The Enid News and Eagle endorsed Clinton in October, asserting that Trump didn’t represent the values of the news organization. The Enid News and Eagle endorsed Sen. Marco Rubio during the primary process, but opted to support the Democrat during the general election.

“For our newspaper — a historically conservative voice in a conservative, Republican region of arguably the reddest state in the union — endorsing a Democrat for president is truly an exception,” the editorial staff wrote in October. “But this is not a routine campaign. In fact, Nov. 8 will see the most crucial presidential election race in contemporary American history.”

“As has been demonstrated time and again in recent months, Trump does not have the skills, experience or temperament to hold office. For voters, Clinton is the only reasonable choice,” the editorial board concluded at the time.

The decision prompted 162 longtime subscribers to drop the paper immediately, a fair percentage of the 10,000 members the paper served before the election. The largest backlash the paper faced was the loss of 11 of its largest advertisers, including a local funeral home that was its largest account.

The paper has yet to regain the revenue lost following its endorsement, according to the report, but the small community continues to berate the publication through Facebook, Twitter, and comment sections on the paper’s website.

Not everyone denounced the decision.
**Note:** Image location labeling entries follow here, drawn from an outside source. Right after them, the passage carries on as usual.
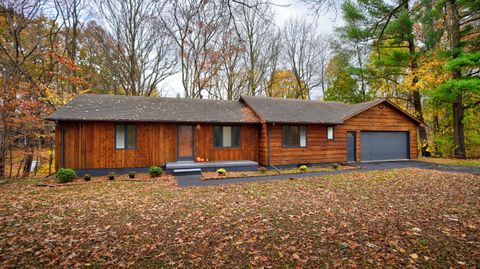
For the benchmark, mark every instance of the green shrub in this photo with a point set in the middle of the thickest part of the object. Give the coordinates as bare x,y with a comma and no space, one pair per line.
87,177
222,172
262,170
303,168
335,166
65,175
155,171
Executive Editor Rob Collins claims that the paper’s editorial board was only sharing their opinion, something separate from covering the news.

“There used to be a saying that the editorial page was the soul of a newspaper, and if that’s the case, we’ve got a lot of weak-souled newspapers in the country because they’re afraid to offend anybody,” Director of the Oklahoma Journalism Hall of Fame Terry Clark told The New York Times.

“This is an excellent example of the way American journalism ought to be -standing for something – and, man, it takes guts to do that in Enid, Okla.”